The workflow proceeds sequentially (cost/benefit of adding parallel computing support is unclear) as follows:

  1. Subset the data to the xMHC region creating a plink dataset in the same directory using the same name with '.MHC' appended. The boundaries of this region are defined within the HIBAG package and for GRCh37 are 6:25651242-33544122. Note, this does not correspond to a lift-over of the NCBI36 region referenced in the original HIBAG paper. Future upgrades to GRCh38 should look for the region definition within the HIBAG package and not rely on a lifting of these coordinates.
  2. For each ancestry group present in the data per the ancestry map file, iterate over the relevant pre-fit models in /GWD/appbase/projects/RD-MDD-GX_PUBLIC/HIBAG_Classifiers (downloaded July 2, 2015) where the name of the ancestry group is present in the file name. For each model and locus:

    1. Determine the coordinate and alleles of the SNVs and their contribution to the model.

    2. Remove any ambiguous 'A/T' and 'C/G' SNVs.

    3. Remove any SNVs whose alleles do not match those observed in the data for the same coordinate.

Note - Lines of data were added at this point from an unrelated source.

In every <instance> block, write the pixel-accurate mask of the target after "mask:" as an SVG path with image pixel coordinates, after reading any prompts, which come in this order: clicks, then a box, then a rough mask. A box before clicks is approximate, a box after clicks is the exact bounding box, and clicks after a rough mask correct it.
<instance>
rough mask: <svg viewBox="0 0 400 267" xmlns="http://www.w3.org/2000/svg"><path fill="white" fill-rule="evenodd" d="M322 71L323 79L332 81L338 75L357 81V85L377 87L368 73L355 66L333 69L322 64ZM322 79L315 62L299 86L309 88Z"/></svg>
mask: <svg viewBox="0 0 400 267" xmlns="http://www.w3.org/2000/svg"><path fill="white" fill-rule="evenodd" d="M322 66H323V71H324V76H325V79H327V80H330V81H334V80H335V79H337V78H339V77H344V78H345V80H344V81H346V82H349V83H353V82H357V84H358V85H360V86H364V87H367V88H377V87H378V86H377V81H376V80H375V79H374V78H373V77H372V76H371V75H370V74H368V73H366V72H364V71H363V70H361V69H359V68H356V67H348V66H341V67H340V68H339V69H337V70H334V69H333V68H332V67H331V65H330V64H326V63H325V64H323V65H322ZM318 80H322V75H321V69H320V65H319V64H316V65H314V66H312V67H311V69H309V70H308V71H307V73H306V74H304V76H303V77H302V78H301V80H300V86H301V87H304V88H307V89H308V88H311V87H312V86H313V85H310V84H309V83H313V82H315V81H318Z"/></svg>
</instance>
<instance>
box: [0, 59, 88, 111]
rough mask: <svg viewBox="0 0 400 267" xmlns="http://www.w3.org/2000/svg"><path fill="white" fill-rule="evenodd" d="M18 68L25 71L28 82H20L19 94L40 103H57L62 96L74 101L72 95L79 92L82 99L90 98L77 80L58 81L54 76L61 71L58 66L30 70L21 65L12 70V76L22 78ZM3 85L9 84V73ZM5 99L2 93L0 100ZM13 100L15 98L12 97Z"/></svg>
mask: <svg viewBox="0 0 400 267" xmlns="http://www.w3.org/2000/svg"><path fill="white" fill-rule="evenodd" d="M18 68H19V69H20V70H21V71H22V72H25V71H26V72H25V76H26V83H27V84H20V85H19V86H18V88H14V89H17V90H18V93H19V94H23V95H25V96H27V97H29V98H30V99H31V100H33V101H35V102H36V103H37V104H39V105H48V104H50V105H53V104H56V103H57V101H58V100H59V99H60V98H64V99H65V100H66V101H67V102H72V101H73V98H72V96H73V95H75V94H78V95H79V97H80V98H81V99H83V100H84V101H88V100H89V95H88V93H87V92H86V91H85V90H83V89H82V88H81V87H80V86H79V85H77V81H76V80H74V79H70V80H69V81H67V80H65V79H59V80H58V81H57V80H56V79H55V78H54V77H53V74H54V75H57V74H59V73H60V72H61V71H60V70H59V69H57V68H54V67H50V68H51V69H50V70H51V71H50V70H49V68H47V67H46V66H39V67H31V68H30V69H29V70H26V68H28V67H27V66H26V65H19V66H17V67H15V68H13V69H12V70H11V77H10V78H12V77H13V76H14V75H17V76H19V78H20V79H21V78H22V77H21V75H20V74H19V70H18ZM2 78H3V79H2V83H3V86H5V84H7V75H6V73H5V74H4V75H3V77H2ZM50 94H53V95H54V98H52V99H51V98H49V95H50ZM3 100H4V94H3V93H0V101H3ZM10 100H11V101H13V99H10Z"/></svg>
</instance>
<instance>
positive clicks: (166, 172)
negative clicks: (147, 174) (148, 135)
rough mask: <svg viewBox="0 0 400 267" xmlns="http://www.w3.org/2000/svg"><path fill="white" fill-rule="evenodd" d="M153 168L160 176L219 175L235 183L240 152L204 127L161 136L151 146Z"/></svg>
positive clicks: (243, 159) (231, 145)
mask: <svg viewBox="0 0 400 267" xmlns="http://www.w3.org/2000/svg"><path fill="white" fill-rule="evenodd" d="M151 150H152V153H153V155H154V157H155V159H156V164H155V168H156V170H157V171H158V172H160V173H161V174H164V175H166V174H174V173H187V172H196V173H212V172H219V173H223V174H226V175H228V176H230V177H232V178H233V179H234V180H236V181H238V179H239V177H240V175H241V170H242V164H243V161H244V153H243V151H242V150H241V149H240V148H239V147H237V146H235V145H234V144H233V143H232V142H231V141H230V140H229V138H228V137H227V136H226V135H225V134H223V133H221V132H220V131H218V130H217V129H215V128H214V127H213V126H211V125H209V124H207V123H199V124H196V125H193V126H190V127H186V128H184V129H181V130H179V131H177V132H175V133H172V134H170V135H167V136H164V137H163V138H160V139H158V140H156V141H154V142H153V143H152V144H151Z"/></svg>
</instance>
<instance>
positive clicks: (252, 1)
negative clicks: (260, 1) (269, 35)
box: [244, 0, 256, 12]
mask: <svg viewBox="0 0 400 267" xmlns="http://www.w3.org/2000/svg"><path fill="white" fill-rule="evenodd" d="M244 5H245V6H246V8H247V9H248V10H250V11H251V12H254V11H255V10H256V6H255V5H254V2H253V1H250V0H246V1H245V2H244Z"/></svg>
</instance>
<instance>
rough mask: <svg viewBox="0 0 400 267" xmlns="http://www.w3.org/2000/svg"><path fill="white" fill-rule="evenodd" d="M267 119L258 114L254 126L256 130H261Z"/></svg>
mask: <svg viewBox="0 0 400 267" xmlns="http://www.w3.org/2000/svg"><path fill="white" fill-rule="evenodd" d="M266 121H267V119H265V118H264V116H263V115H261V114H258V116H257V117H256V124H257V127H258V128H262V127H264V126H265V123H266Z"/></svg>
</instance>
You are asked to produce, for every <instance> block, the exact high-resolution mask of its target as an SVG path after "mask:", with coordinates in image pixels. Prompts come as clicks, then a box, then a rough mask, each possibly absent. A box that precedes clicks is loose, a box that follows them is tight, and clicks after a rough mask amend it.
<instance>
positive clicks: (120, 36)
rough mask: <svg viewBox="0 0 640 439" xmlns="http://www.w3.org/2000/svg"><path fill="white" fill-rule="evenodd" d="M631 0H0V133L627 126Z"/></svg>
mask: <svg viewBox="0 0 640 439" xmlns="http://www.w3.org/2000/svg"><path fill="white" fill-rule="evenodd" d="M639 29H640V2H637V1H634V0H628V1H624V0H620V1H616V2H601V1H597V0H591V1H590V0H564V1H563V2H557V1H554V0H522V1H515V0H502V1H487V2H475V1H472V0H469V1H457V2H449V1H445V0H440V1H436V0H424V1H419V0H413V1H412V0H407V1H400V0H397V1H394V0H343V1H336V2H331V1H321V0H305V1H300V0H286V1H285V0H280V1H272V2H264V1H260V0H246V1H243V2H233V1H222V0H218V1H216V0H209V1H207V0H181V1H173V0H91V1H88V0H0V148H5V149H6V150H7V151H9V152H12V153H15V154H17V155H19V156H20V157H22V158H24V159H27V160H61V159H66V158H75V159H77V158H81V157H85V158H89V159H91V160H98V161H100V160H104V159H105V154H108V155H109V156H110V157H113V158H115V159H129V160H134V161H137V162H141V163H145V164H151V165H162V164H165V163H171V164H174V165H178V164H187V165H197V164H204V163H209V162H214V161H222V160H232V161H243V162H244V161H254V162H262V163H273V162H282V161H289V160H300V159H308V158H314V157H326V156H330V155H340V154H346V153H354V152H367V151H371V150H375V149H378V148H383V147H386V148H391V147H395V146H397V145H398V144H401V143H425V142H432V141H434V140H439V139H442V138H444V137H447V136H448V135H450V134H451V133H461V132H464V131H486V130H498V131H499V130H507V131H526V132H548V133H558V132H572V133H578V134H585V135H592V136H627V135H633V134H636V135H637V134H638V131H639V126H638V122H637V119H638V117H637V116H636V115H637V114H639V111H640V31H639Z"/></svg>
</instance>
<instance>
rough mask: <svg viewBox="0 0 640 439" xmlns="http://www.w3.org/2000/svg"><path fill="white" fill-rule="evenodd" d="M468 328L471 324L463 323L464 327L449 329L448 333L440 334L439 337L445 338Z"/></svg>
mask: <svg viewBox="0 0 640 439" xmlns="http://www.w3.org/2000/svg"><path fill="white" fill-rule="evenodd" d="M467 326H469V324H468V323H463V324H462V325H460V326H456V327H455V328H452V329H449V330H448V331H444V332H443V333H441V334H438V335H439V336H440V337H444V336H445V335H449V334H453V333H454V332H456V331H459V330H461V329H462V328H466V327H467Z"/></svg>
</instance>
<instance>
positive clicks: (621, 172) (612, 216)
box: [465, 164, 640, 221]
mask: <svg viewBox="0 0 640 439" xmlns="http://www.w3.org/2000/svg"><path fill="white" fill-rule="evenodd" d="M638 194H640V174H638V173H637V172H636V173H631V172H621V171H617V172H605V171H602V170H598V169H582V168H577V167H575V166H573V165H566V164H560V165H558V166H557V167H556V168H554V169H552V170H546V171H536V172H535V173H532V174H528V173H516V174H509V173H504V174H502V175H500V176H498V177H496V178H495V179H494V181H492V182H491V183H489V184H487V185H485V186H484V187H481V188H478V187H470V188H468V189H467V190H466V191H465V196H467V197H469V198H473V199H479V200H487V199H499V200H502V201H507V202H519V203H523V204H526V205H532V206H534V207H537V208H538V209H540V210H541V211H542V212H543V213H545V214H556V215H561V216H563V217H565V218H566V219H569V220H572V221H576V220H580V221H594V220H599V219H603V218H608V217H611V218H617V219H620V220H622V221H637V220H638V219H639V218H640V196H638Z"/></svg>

    4. Using SNVs remaining, summarize overlap with data and append to Results_CheckSNPOverlap/comparison.txt:

      Metric Description
      num.classifier Number of classifiers in model
      num.model.snp Number of SNVs in model
      mean.snp.in.classif Average number of SNVs in a classifier
      mean.haplo.in.classif Average number of haplotypes in a classifier
      mean.accuracy Average accuracy of a classifier
      num.model.in.data Number of SNVs in model and data (excludes ambiguous & mis-matching alleles)
      pct.model.in.data num.model.in.data / num.model.snp
      sum.miss.pctl The number of classifiers each SNV contributes to is converted to percentile as a measure of importance (higher = more important). This is the sum of the percentiles of SNVs not counted in num.model.in.data.
    5. Append list of names of overlapping SNVs in data to Results_CheckSNPOverlap/[Model File Name].extract.IDs.txt.

  3. Using the overlap summary in Results_CheckSNPOverlap/comparison.txt, for each ancestry group and locus, select the optimal model by ranking on both mean.accuracy (higher = better rank) and sum.miss.pctl (lower = better rank) and summing these two ranks to get an overall rank. Ties in this overall rank are broken by selecting max pct.model.in.data. Selected models are written to Results_CheckSNPOverlap/SelectedClassifiers.txt.
  4. Parse the ancestry map file into a series of plink --keep files, one for each ancestry group in ProcessedData/.
  5. For each ancestry group and locus, create a subset of the data in ProcessedData/ by restricting to:
    • the individuals within the group using the --keep file in ProcessedData/
    • the SNVs in the selected model using the --extract file in Results_CheckSNPOverlap/
  6. For each ancestry group and locus, use the relevant data subset in ProcessedData/ and the selected model to impute HLA genotypes to Results_ImputedHLAAlleles/.
  7. Plot the distribution of the probabilities of the "best guess" genotypes (highest probability) by locus across all ancestry groups to Results_ImputedHLAAlleles_Summary/PosteriorProbabilityPlot_allSubjects.pdf and by locus and ancestry group to Results_ImputedHLAAlleles_Summary/PosteriorProbabilityPlot_ByRace.pdf.
  8. Convert the probabilities to binary-expanded additive doses in minimac format:
    1. Initialize info file by creating a binary expanded marker for each allele:
      • SNP = [Coord]_[Locus]*[allele] where Coord is the midpoint of the locus
      • Al1 = [allele]
      • Al2 = X
    2. Sum the probabilities for each allele over all possible genotypes counting the homozygote genotype twice to obtain an additive dose (i.e. scaled from 0-2 like minimac).
    3. Calculate Freq1 (half the mean of the doses), MAF and Rsq to finish the info file (formula for calculating AvgCall is unknown).
    4. gzip files in Results_ImputedHLAAlleles_Converted/.